The strain of “magical realism” that informed writer-director-composer Benh Zeitlin’s debut feature, 2012’s lyrical Beasts of the Southern Wild, never fully takes hold in Wendy, a retelling of J.M. Barrie’s Peter Pan from the POV of its leading lady.

Accidentally but interestingly, Zeitlin’s sophomore effort shares basic story strokes with a recent critical and commercial underachiever. Both are set on an island powered by a living orb of light which grants visitors their wishes before turning them sour. Yes, it’s Fantasy Island, too.
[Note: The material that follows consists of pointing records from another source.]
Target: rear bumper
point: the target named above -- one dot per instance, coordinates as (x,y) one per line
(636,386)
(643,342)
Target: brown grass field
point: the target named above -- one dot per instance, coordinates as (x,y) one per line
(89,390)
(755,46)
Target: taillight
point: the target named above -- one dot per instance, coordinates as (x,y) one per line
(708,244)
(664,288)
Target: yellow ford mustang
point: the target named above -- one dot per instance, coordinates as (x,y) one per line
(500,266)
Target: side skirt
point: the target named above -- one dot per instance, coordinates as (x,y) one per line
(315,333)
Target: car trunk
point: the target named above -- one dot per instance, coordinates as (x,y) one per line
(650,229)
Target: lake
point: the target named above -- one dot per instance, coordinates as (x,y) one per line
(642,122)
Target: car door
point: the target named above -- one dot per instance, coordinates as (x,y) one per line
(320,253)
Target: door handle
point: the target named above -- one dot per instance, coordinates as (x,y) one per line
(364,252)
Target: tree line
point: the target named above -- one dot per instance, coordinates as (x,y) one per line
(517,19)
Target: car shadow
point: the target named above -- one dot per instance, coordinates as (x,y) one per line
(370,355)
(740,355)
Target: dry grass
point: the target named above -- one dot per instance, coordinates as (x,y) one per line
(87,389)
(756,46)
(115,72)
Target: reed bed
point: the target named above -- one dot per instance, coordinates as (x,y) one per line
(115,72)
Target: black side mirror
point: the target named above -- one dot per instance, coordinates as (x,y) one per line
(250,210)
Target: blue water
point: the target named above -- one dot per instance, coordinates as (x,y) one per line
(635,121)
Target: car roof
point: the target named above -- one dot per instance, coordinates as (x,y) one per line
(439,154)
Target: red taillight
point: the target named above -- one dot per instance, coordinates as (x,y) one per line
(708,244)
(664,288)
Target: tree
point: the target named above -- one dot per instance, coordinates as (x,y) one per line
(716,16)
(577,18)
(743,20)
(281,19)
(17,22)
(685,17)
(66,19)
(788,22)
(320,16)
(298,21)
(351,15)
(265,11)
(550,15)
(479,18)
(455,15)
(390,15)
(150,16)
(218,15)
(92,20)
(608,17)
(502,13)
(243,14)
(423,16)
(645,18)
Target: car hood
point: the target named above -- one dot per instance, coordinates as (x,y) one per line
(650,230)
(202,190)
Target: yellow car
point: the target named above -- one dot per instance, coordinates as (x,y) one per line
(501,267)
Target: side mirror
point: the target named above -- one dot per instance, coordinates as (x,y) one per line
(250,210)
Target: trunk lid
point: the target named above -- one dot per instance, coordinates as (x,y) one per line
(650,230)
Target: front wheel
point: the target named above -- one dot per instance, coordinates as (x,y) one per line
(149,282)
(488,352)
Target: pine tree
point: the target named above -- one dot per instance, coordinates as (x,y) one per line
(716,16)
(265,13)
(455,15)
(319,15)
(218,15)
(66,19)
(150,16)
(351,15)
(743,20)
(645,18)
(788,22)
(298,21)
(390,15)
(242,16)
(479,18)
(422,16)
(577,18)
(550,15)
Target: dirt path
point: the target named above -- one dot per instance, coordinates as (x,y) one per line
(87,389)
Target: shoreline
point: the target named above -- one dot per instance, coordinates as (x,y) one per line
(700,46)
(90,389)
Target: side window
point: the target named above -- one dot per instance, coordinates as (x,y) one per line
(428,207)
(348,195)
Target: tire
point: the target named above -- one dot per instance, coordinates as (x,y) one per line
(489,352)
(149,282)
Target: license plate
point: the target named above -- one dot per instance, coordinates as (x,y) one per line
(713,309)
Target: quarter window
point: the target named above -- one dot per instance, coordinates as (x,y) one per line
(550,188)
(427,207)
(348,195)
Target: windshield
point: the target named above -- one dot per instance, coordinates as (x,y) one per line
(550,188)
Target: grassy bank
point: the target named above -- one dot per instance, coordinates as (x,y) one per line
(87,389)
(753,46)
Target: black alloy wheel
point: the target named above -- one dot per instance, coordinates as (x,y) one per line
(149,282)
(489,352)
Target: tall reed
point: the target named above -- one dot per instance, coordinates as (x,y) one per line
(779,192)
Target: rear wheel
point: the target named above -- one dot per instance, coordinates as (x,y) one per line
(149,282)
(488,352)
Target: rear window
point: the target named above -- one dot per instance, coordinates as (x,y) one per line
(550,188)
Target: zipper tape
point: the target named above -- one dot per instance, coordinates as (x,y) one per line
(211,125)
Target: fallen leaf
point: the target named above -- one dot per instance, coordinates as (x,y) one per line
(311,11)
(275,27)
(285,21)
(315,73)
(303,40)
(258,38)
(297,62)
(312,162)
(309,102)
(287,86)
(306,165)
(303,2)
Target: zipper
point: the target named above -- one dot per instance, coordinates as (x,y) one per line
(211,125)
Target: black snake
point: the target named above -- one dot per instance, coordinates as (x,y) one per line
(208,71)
Wendy gets off to an intriguing start as the title character (Devin France) and her twin brothers (Gage and Gavin Naquin), living in a small Louisiana town with their hard-working single mom (Shay Walker), spot a mysterious boy named Peter (Yashua Mack) riding atop a passing freight train and elect to join him. After an interesting travel trajectory, the siblings find themselves on a volcanic island already populated by other small children. It’s now that the movie’s magic can really flourish.
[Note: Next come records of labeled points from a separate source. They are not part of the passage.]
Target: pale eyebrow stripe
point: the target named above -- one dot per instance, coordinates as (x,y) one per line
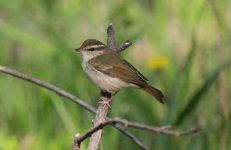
(95,46)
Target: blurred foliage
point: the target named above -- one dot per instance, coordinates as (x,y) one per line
(183,47)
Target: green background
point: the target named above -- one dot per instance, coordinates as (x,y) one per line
(179,45)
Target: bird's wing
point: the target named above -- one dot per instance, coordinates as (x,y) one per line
(113,65)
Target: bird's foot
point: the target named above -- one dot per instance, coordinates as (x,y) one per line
(105,102)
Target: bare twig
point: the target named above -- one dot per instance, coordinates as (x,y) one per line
(127,124)
(100,118)
(111,37)
(62,93)
(48,86)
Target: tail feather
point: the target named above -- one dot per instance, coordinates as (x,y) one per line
(155,93)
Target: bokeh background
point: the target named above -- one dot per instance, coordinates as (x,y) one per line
(183,47)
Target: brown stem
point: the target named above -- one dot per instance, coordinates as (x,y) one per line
(100,118)
(126,124)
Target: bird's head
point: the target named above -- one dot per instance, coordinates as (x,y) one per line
(91,48)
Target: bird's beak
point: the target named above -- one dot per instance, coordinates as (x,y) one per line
(78,49)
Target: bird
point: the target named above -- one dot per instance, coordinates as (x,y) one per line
(110,72)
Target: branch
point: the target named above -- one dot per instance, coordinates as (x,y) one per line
(64,94)
(48,86)
(163,130)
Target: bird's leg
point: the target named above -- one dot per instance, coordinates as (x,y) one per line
(105,99)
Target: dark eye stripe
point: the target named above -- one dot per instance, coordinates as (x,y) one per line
(96,47)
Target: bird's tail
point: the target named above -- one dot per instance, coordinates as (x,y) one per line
(155,93)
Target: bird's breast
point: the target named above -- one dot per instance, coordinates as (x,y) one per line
(105,82)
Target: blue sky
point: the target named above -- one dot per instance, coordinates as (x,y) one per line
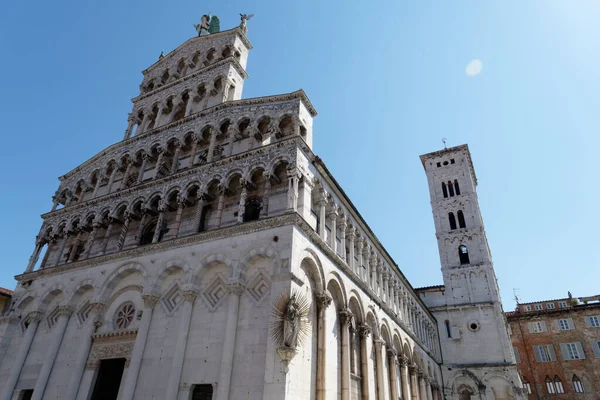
(388,80)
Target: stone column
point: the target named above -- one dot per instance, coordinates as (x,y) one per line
(351,261)
(293,178)
(404,376)
(180,207)
(74,247)
(159,223)
(235,290)
(11,382)
(61,247)
(322,218)
(343,227)
(333,238)
(189,293)
(379,359)
(211,144)
(64,314)
(392,359)
(124,228)
(138,348)
(193,151)
(111,221)
(142,168)
(364,330)
(345,322)
(84,350)
(175,164)
(199,208)
(242,204)
(323,301)
(220,204)
(264,211)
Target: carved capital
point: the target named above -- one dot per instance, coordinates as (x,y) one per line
(346,317)
(323,300)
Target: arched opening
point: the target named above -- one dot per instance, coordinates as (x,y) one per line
(452,221)
(461,219)
(463,254)
(577,385)
(252,209)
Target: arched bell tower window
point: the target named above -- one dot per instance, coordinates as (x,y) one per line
(463,254)
(452,221)
(461,219)
(456,188)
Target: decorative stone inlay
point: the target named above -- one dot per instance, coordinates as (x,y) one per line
(258,288)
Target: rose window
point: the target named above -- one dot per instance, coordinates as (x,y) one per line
(124,315)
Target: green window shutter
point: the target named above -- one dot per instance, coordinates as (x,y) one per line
(580,350)
(565,351)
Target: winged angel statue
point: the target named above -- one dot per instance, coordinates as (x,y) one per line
(208,24)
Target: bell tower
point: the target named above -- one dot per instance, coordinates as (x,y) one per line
(473,330)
Instead, what follows is a rambling, muddled and occasionally dry story that spends an awful long time on the kids’ carefree cavorting before switching gears to focus on the tension between these youths and the adults — former lost boys (and girls) who grew up against their will — relegated to the other side of the island. Zeitlin (co-scripting with his sister Eliza Zeitlin) himself gets lost trying to find something new to add to the tale’s conflict of never growing up versus the need to accept adult responsibilities — consequently, his conclusion is a jumble of mismatched ideals and emotions.

The character of Peter Pan is particularly problematic. In most interpretations, the lad has always been something of a brat, but that quality is tempered by his wide-eyed innocence and a pitiable misunderstanding of how the world works. This Peter seems less an enchanted innocent and more a bad seed with a nasty streak — one doesn’t want to see him fly as much as one wants to see him locked in a bedroom for a lengthy time-out.

The manner in which this film adds Captain Hook to the narrative is clever, but those looking for Tinker Bell will be disappointed that she’s a no-show (ditto Tiger Lily, Nana and that ticking crocodile). No matter: In the original text, Tinker Bell is brought back from a near-death experience by the enthusiastic clapping of children. Alas, not even a standing ovation from Neverland devotees could pump life into this torpid undertaking.